These are some strategies you should consider in order to optimize energy consumption and maintain or increase safety:  

  • Right size all new hoods.  By this I mean ask yourself the question what do I need this hood for and could this process be done with a localized exhaust. This might be a conversation between the designer, Safety Officer and the design team.
  • Sash management: Per NFPA 45 recommends closing the sash manually whenever possible, however, that takes some enforcement. There are automatic sash positioning systems (ASPSTM ) that can automate this process for you.  This system reduces energy and thus saves money by ensuring that the sash is closed in a unoccupied mode.  This system allows the VAV system to reduce airflow consumption by as much as 80% and protects the user by automatically closing the sash when occupants are away.   Conversly, the ASPS™ detects the technician approaching the fume hood and automatically opens the sash.   This allows for a hands and barrier-free work environment. 
  • In the design phase, understand the difference between heat loads and exhaust requirements.  If you can effectively isolate heat loads from exhaust demand you can employ supplemental cooling methods that will greatly reduce the demand for air.
  • Use a Zone Presence Sensor (ZPS).  This will reduce air flow but in a different way by reducing the open sashes face velocity when unoccupied and could achieve a 40% flow reduction. 
  •  Use Variable Air Volume (VAV) hood in conjunction with a VAV control system which controls thermal loads.
  • Occupancy control:  Providing occupancy sensors that are tried to the VAV system that can setback the ACH to the NFPA 45 recommended 4 ACH minimum while the space is unoccupied.   
  • Centralized Demand Control Ventilation (CDCV) is a design refinement of the labo­ratory’s supply and exhaust system.  It provides increased airflow and negative pressurization in emergency situations.  Utilizing a CDCV in a lab would allow for variable air changes per hour based on indoor air pollutants not simply based on the guidelines listed above.   Typically these ACH would be between 4 to 16 ACH vs. a fixed 9 ACH in a typical lab. If you already apply VAV technology to the fume hoods and thermal loads why not apply it to the ACH/dilution.  Keep in mind that this system must rely on sensors. These sensors tend to be expensive and they have to be calibrated frequently.  Also note that the long-term reliability of these sensors is unknown.  To help overcome these issues OptiNet collects air samples in the room and routes them to a central sensor suite for evaluation every 30 to 40 seconds. These sensors can pick up air cleanliness, lab specific chemicals, and contort and ventilation. By using a central sensing suite you can provide better sensing and reduce calibration cost. 

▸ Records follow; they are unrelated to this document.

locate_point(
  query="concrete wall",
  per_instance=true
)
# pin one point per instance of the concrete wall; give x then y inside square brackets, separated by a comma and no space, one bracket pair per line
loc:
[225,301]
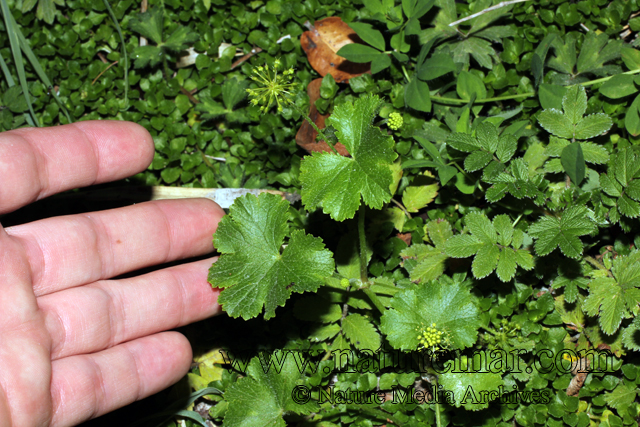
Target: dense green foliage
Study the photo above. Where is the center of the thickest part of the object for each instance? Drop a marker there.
(501, 212)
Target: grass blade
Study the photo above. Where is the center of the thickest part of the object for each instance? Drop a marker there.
(12, 32)
(124, 54)
(38, 68)
(11, 83)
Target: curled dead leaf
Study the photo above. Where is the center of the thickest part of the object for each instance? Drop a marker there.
(322, 42)
(306, 136)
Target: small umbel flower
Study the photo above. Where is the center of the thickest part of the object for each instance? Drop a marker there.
(395, 121)
(430, 338)
(273, 87)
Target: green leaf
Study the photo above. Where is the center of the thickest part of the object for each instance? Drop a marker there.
(487, 136)
(596, 50)
(429, 267)
(506, 268)
(552, 232)
(463, 142)
(631, 335)
(360, 332)
(554, 122)
(233, 92)
(462, 246)
(477, 160)
(606, 299)
(253, 269)
(415, 198)
(338, 183)
(148, 24)
(379, 63)
(593, 125)
(632, 117)
(368, 34)
(524, 259)
(358, 53)
(416, 95)
(436, 66)
(625, 165)
(439, 232)
(46, 10)
(622, 395)
(574, 103)
(594, 153)
(180, 39)
(507, 146)
(481, 228)
(328, 87)
(502, 224)
(551, 96)
(313, 308)
(618, 86)
(260, 399)
(468, 84)
(147, 55)
(610, 185)
(485, 261)
(573, 162)
(471, 386)
(571, 124)
(451, 307)
(631, 58)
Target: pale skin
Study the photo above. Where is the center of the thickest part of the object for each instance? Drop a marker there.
(73, 343)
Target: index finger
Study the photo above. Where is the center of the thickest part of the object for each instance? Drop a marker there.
(38, 162)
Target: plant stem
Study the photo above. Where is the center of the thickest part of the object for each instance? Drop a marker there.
(604, 79)
(377, 413)
(375, 300)
(124, 54)
(595, 263)
(363, 245)
(401, 207)
(306, 116)
(444, 100)
(435, 390)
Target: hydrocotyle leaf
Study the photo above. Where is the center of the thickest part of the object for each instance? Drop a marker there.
(253, 269)
(338, 183)
(262, 397)
(451, 307)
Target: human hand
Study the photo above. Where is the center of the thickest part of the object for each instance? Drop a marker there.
(73, 344)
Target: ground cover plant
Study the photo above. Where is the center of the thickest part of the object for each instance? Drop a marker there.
(465, 250)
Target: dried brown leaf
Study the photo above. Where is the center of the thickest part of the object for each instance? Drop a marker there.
(322, 42)
(306, 136)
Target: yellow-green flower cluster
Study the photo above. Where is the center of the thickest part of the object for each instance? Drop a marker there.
(395, 121)
(430, 337)
(273, 87)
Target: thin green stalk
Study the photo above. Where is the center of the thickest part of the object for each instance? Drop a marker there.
(604, 79)
(33, 60)
(444, 100)
(375, 300)
(363, 245)
(306, 116)
(12, 30)
(124, 54)
(374, 413)
(435, 390)
(11, 83)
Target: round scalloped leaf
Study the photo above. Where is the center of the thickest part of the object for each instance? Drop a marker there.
(450, 306)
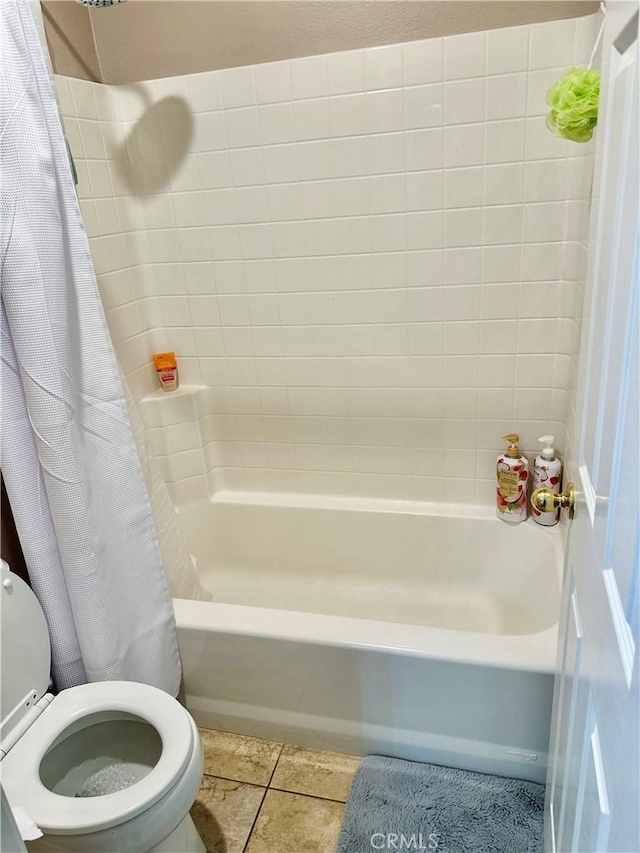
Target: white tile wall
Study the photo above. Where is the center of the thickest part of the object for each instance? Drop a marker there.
(369, 263)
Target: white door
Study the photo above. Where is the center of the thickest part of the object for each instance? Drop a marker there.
(593, 796)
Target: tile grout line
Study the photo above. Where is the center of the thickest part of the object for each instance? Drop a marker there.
(255, 820)
(267, 788)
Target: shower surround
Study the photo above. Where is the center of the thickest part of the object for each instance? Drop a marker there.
(370, 264)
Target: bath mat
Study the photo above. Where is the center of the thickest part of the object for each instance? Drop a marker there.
(404, 805)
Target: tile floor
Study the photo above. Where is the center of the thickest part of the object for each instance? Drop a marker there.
(263, 797)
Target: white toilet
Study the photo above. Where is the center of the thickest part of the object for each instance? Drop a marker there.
(61, 756)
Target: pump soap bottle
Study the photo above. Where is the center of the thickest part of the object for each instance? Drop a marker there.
(513, 475)
(547, 472)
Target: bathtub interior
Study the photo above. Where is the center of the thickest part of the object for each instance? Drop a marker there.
(456, 567)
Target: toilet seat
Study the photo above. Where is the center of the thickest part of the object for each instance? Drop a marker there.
(61, 815)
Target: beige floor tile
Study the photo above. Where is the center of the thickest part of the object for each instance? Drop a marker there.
(292, 823)
(315, 772)
(224, 812)
(243, 759)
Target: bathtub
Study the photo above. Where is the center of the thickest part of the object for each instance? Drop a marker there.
(416, 630)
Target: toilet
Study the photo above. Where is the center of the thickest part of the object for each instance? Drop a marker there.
(108, 766)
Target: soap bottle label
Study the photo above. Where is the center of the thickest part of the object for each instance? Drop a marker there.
(511, 491)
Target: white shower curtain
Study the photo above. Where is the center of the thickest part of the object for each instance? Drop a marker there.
(69, 458)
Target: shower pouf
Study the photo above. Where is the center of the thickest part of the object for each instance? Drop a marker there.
(574, 104)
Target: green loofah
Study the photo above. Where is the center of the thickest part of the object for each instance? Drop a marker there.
(574, 104)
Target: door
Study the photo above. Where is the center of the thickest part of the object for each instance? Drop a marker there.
(592, 787)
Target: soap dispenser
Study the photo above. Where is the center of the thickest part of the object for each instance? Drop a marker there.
(513, 476)
(547, 473)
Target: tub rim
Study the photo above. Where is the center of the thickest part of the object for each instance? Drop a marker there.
(525, 652)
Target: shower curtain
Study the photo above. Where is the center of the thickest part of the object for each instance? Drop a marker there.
(78, 489)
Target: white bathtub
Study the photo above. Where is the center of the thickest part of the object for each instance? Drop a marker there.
(422, 631)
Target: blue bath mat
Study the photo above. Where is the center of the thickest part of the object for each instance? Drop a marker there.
(403, 805)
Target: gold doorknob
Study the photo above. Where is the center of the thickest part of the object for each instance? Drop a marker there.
(546, 500)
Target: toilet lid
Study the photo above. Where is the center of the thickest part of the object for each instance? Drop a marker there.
(25, 665)
(61, 815)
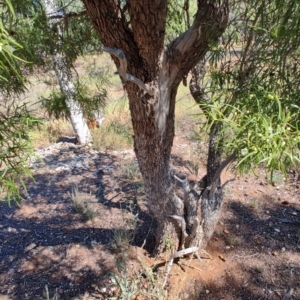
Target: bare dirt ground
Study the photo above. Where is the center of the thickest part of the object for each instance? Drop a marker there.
(254, 254)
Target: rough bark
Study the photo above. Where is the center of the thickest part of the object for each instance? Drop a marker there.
(212, 196)
(138, 29)
(65, 79)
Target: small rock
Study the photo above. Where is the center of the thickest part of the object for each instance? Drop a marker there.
(222, 257)
(30, 247)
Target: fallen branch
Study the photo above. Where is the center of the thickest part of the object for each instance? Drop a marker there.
(183, 229)
(123, 68)
(223, 165)
(191, 250)
(294, 222)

All of these methods are based on reducing the demand air and will save your lab and the facility money.  With energy rates increasing it is important to utilize as many of these as possible.  But, before you start down this road of deciding your laboratories ventilation rate you should:  

  • Ensure that the authority having jurisdiction is identified and involved from the start.
  • Define energy savings goals for this project.  Are you going for LEED or is there a mandate form the state or company to be more energy efficient?
  • Have a design/LEED charrette which brings together all ventilation stakeholders to discuss the goals of the project, budget, and possible concepts.  Discussions around each concept should include safety implications, start-up costs of the system, and life cycle costing.
  • After all has been decided implement the strategies.